Based on the methodology, the final weights for each sub-factor were assigned as follows:
- Innovation Potential weights by Sub-Factor
- Business Foundation: 30%
- Rule of Law Index - Regulatory enforcement
- WGI: Regulatory quality
- Risk of state appropriation
- Knowledge and R&D: 20%
- GERD
- Total patent applications
- Industrial design registrations
- Science and engineering journal articles
- Talent (Skills & Attitudes): 20%
- Number of STEM researchers per million
- GEM - Intrapreneurship Data
- English proficiency score
- Market Access and Corporate Fabric: 15%
- Digital skills among population
- GDP growth
- GDP nominal
- Companies based on Forbes 2000 by GDP
- Infrastructure & Support: 15%
- ICT Development Index (IDI)
- Business Foundation: 30%
- Startup Ecosystems Performance weights by Sub-Factor
- Performance: 40%
- Ecosystem Value by GDP
- Count of exits over $50M by GDP
- Count of exits over $1B by GDP
- LSF amount by GDP
- Number of unicorns by GDP
- Funding: 35%
- Number of early-stage funding by population
- Amount of early-stage funding by GDP
- Number of new active VCs
- Number of VCs with exits
- Talent (Experience): 15%
- Github developers
- Startup experience (number of Series A rounds by population)
- Scaleup experience (exits over $50M)
- Global Reach: 5%
- GC: Inbound Score
- GMR: Outbound Score
- Programming: 5%
- Number of accelerators and incubators
- Performance: 40%
- Policy Score:
- Employee stock options (ESOPs)
- Visa
- Fund-of-Funds by GDP
- Early-stage investor support (individual relief)
- Soft-landing program
Assembling the Components
To compile the APEXE Report, we use the weighted metrics to determine the sub-factor scores, and the weighted sub-factor scores are used to determine the Factor scores.

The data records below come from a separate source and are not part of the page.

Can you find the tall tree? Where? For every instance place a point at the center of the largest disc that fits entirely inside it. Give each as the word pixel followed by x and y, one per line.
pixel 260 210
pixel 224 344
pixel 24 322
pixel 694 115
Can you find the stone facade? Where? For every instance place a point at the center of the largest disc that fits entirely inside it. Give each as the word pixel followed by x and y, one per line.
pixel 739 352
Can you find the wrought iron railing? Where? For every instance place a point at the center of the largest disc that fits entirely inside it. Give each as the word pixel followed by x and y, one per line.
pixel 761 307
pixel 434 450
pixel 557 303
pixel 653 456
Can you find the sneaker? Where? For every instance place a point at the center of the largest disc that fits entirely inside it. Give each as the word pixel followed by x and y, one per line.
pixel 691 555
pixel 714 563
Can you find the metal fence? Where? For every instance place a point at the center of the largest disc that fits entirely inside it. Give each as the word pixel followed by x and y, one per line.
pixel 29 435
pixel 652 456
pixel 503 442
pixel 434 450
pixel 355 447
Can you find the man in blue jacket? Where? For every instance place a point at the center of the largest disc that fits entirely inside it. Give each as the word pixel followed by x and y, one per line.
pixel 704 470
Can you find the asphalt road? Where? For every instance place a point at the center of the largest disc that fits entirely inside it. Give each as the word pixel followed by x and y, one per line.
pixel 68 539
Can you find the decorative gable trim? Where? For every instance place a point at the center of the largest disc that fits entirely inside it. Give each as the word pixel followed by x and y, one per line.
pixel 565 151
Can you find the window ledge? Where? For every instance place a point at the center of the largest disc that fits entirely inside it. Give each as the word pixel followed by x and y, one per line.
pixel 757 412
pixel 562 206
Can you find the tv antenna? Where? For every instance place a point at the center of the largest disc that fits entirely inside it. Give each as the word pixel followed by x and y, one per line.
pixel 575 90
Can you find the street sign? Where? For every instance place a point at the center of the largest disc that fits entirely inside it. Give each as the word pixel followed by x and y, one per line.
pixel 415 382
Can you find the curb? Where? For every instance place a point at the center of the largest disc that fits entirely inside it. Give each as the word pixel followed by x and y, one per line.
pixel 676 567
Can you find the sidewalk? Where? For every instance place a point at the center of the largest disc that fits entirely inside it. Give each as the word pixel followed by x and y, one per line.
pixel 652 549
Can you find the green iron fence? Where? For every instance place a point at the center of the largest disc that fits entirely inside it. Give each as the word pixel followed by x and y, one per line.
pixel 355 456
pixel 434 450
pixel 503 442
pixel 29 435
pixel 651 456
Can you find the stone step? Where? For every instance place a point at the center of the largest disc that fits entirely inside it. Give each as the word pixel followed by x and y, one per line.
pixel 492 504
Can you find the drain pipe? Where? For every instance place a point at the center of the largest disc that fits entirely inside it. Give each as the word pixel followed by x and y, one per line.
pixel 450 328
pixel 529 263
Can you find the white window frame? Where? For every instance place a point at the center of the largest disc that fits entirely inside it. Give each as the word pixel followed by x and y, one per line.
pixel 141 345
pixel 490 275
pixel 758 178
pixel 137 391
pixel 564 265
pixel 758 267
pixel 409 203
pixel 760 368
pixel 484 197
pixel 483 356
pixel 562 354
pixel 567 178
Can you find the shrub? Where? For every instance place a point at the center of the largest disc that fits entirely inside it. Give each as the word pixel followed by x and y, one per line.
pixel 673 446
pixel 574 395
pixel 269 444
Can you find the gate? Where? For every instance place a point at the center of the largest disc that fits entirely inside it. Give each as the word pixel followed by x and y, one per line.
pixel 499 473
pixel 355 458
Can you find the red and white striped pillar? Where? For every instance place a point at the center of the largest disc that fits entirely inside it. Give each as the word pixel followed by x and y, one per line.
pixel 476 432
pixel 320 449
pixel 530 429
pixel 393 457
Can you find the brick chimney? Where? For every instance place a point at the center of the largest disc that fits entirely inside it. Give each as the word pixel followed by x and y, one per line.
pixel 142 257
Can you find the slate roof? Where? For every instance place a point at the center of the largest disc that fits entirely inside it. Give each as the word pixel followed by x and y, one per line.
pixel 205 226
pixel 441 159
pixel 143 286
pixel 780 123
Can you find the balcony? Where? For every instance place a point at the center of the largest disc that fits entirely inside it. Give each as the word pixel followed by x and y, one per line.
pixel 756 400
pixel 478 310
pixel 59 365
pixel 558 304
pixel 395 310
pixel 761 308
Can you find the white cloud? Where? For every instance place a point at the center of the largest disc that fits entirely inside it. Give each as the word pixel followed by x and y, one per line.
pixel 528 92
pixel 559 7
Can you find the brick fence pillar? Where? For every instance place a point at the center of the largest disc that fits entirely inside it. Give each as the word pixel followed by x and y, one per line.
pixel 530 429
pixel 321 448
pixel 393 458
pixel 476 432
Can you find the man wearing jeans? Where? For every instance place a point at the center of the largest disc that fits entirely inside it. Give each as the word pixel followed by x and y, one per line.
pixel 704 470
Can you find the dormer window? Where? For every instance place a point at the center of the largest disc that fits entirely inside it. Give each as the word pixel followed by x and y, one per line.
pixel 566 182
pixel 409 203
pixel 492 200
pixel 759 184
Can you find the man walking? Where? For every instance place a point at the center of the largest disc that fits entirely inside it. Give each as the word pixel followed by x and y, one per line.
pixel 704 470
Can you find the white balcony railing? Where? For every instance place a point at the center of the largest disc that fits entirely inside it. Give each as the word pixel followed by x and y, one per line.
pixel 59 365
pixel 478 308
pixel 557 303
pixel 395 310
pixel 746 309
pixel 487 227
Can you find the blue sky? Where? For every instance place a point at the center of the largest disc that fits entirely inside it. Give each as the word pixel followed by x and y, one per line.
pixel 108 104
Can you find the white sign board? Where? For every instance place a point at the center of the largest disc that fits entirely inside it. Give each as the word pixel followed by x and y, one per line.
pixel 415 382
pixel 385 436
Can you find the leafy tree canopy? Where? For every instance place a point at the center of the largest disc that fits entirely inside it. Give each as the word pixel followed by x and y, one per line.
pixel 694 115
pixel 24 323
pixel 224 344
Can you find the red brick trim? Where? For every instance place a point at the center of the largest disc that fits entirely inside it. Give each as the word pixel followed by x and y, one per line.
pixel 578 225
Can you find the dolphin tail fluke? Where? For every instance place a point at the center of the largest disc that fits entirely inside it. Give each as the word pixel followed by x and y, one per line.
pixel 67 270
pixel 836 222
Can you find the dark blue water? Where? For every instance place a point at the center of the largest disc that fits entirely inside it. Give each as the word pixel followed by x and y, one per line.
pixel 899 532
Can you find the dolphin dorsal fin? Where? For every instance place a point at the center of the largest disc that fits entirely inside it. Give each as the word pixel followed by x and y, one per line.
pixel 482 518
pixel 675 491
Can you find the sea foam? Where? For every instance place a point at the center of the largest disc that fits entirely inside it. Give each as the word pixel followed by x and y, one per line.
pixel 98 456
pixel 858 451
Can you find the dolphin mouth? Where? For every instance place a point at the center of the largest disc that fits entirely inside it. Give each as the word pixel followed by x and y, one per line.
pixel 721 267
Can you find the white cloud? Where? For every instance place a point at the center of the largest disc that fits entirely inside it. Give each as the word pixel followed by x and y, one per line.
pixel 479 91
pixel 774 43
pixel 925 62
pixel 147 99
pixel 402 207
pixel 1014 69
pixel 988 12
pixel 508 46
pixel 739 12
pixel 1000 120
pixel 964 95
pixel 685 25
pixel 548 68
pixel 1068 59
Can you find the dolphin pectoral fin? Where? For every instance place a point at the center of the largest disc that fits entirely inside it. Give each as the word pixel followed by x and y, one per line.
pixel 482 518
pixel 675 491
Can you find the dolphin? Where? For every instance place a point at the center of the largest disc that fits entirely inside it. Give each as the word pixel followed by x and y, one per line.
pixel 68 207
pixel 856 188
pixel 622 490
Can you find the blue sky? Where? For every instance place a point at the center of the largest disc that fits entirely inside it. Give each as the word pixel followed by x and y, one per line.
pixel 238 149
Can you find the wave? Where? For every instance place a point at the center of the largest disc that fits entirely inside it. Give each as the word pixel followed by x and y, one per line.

To assemble the final ranking, we took a multiple of the Startup Ecosystem Score and subtracted the Innovation Potential score, to provide the Lab-to-Startup score. We then took a multiple of the Lab-to-Startup score and added the Policy score, to produce the APEXE score, on which countries were ranked.
Note that most of the methodological steps, including the correlation and regression analysis, was undertaken with as large a dataset as possible, including data from non-G20 countries. This was done in order to increase the power of the analysis. Non-G20 countries were removed at the final stage when the G20 ranking was produced.